Холодно мерцают стекла пенсне, скрадывая голубизну глаз, и совсем ледяным кажется ее резкий голос:

– Господа! В городе немало мещанской молодежи, которая совсем не учится, нет даже библиотеки. А создать хотя бы читальню – это наше дело, господа. И я предлагаю всех чиновных лиц в городе обложить взносом на приобретение книг и журналов...

Но лягушки уже скакали прочь от нее, и в раздражении щелкал костяной веер в руке женщины, и свистел удушливый воздух...

Вознесенский подошел к ней – низко склонил спину, поцеловал Эльяшевой руку. Был он сегодня благообразен и даже величав в своем новом фраке; подстриженные волосы коротко курчавились, трезвые и ясные глаза смотрели на женщину благоговейно.

– Дождь кончился. Позвольте проводить вас?..

Дождь кончился, и было что-то печальное в сером неласковом пейзаже, точно природа прощалась с кем-то. Черная кошка, отряхивая лапы, перебегала дорогу, прыгая через лужи.

– Екатерина Ивановна, – начал Вознесенский, – желательно мне поговорить с вами.

– Так в чем же дело? Я слушаю...

– Хотелось бы мне бросить казенную службу.

– А – смысл? – удивилась она.

Вознесенский остановился, крепче сжал ее теплый локоть:

– Видите ли, я понял, что способен делать что-нибудь лучшее, нежели заполнять поросячьи реестры, ибо оные, сами по себе, очевидно, и полезны для статистики, но только для ведения их со временем будут изобретены машины... Стыдно, Екатерина Ивановна, – продолжал секретарь, – губить жизнь на эти дурацкие бумаги, если сердце мое не пылает возвышенной страстью к разным степеням Владимиров, Анн и Станиславов; предоставлю это другим слугам отечества!

Даже в темноте было видно, как она улыбнулась:

– Как вы самоуверенны... И во всем исходите исключительно из своего «я». Впрочем, я не осуждаю вас за это: весь уклад российской жизни таков, что люди невольно становятся индивидуалистами... А знаете, что я скажу? – призадумалась женщина. – Вашему характеру очень отвечали бы «Загадочные натуры» Шпильгагена... Помните эту книгу?

Вознесенский долго шагал молча:

– Простите. Незнаком.
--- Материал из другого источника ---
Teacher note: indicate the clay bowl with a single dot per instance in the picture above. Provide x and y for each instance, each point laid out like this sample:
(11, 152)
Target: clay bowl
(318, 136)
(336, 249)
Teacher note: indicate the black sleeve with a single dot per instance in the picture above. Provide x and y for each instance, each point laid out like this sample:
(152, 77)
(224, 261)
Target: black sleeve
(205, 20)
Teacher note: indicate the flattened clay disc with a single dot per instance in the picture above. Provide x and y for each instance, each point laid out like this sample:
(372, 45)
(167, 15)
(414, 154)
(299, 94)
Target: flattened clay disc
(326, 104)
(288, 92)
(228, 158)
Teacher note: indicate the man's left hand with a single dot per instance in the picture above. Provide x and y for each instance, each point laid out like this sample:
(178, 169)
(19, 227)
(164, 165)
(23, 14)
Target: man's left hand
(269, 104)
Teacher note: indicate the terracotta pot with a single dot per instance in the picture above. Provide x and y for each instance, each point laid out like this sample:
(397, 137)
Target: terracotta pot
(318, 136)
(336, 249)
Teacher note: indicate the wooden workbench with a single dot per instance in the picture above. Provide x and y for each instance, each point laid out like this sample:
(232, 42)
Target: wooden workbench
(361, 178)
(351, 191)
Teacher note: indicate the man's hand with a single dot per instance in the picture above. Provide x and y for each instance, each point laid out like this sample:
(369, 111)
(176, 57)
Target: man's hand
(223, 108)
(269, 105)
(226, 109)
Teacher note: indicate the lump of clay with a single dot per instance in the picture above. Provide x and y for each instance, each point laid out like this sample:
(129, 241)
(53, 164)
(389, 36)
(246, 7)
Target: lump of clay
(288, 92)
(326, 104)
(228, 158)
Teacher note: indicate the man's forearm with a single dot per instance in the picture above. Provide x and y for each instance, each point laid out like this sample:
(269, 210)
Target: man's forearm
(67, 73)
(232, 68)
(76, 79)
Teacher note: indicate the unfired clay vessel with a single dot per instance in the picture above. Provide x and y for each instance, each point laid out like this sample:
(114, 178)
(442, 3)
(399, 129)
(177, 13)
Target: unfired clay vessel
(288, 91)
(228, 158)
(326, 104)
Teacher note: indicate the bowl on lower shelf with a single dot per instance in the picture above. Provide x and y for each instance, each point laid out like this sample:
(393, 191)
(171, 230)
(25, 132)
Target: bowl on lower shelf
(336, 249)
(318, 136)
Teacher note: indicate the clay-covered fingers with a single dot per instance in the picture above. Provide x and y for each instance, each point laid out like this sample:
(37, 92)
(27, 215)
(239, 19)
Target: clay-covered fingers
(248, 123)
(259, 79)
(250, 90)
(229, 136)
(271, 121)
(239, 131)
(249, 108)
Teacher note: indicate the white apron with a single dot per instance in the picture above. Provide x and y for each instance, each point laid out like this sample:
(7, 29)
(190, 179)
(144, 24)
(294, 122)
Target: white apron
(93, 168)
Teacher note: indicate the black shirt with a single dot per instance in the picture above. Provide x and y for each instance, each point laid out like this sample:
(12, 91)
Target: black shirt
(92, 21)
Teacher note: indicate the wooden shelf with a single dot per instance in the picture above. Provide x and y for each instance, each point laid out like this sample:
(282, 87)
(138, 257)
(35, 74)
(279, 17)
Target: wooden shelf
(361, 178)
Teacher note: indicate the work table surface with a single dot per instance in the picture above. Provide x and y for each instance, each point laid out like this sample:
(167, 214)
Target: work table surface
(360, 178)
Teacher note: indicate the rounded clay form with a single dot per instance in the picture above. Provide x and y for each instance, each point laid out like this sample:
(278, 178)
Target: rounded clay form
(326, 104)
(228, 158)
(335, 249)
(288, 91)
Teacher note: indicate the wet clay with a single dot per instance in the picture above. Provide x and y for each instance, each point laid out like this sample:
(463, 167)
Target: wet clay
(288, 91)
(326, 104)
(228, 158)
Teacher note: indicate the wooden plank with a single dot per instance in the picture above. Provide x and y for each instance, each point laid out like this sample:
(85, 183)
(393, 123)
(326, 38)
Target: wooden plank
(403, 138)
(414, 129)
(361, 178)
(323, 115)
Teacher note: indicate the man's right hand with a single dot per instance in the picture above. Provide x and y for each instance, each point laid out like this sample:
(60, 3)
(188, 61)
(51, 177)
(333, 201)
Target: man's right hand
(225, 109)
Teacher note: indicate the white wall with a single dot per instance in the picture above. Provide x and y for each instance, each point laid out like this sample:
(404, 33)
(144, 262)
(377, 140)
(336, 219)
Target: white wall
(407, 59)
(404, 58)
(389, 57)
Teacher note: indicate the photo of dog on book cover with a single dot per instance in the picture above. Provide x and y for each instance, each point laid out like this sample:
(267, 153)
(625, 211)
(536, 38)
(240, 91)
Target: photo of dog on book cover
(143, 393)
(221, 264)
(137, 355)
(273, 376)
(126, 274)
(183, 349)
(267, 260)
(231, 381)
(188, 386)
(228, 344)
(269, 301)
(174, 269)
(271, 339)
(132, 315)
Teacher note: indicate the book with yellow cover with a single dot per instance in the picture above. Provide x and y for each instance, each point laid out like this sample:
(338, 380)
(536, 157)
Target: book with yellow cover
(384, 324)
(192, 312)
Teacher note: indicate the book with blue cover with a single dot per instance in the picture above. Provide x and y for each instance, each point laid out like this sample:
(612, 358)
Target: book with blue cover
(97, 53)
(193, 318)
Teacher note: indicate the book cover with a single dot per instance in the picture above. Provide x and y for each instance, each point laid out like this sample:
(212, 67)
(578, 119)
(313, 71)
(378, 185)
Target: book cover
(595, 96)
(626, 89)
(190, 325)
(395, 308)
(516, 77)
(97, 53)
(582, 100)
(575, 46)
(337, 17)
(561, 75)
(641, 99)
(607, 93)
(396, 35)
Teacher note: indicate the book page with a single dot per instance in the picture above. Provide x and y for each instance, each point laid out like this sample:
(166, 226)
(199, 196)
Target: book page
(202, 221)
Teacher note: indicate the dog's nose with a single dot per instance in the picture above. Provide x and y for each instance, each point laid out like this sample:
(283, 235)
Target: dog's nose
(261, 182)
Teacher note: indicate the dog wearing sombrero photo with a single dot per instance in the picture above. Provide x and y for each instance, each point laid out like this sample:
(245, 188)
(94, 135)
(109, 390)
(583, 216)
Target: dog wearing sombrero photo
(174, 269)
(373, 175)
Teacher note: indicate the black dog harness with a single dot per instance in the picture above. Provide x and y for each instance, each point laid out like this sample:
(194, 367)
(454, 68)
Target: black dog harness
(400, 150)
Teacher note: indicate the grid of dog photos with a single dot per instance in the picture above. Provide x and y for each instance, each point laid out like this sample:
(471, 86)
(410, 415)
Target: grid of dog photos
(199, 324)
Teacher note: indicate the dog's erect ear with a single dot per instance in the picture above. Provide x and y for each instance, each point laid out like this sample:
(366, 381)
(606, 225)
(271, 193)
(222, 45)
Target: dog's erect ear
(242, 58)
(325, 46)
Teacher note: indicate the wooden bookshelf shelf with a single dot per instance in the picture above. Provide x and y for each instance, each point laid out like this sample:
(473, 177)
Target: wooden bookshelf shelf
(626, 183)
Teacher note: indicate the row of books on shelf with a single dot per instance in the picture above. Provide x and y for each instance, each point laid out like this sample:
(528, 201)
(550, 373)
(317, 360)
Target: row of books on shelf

Жизнь проходит мимо... пока я тут.

По деревьям пробежал торопкий ветер, сбросил с намокших ветвей тяжелые капли. В окнах домов дрожали трепетные огни.

– А чем же вы решили заняться, если не служить?

Вознесенский без лишних слов взял женщину за локти, перенес через громадную лужу и только потом ответил:

– Буду писать корреспонденции в «Ведомости»... Не удивляйтесь этому, ибо молодые годы свои я провел в кругу людей, которые сейчас уже стали... людьми! Правда, я большею частью встречался с ними за столом, и счастье их, что они умели не только пьянствовать, но и работать; я же, ваш покорный слуга, только пьянствовал!

Она круто повернулась к нему и – с мольбой в голосе:

– Боже мой, боже мой! Ну зачем вы пьете... зачем?

– Я не пью.

– Я спрашиваю не о сегодняшнем дне, а – вообще...

Она даже взяла в свои ладони его кулаки и трясла их:

– Зачем? Зачем? Идет со мною спокойный и умный человек, который мне нравится, а завтра он будет как свинья...

Вознесенский даже растерялся перед этим натиском:

– Я как-то странно устроен, дорогая Екатерина Ивановна.

– Ах, оставьте! – возразила она огорченно. – Каждый русский человек устроен всегда очень странно. И если он не Обломов, то уже наверняка литератор. А если не писатель, то пьяница. И если не революционер, то... реакционер. Бросьте пить, мой друг! Этим на Руси никого не удивишь...

Вознесенский отвел от ее лица еловую ветку.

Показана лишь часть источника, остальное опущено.